So today I had nothing to do but talk to the LORD, and I feel like it was a productive talk. Very rarely am I alright with sharing my journal, because it is the deepest part of me that I reveal. However, I'm posting this in hopes that someone reads this and can relate and can find hope.
What I felt like I had to say today:
Your love is like the ocean. In one place it is like a tidal wave- it is deep and sweeps me away and it's frightening. While I am in it, I don't know what to make of it. It is powerful and mighty. I couldn't explain being in the middle of it if I wanted to.
Your tide is unexplainable, unavoidable, unmistakable and unapologetic.
Your ocean of love cannot be covered and cannot be tamed.
But the beauty I find in Your love is this: in another place, there is a calm like no other calm. There is an unasked for but completely welcomed peace that washes over me like the water itself.
When I'm not in these waters, when I substitute this peace for turmoil I long for these waters.

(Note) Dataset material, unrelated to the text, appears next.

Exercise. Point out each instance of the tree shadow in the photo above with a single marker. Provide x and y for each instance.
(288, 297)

But I grow afraid, because I have abandoned my first love- something so precious and unceasing- for something so ugly. And I am ashamed. Sometimes I fear that I have drifted so far away from your peace that I have forgotten what it is and that I won't be able to returned to it. I feel weakness overcome me. But I feel a pull from my heart like the moon pulls the waves to the shore. You are beckoning me to Your shore and there is a longing in my very soul that will not let me ignore Your name.
Your ocean. Your deep, deep waters of love.
It beckons me to come and be emersed in Holiness. I am washed. I am cleansed of my iniquity. The peace that I once feared gone runs over me like a rock in a river bed. It is a smooth calm. The waters of Your ocean rock me back and forth and I am remind of how you care for me.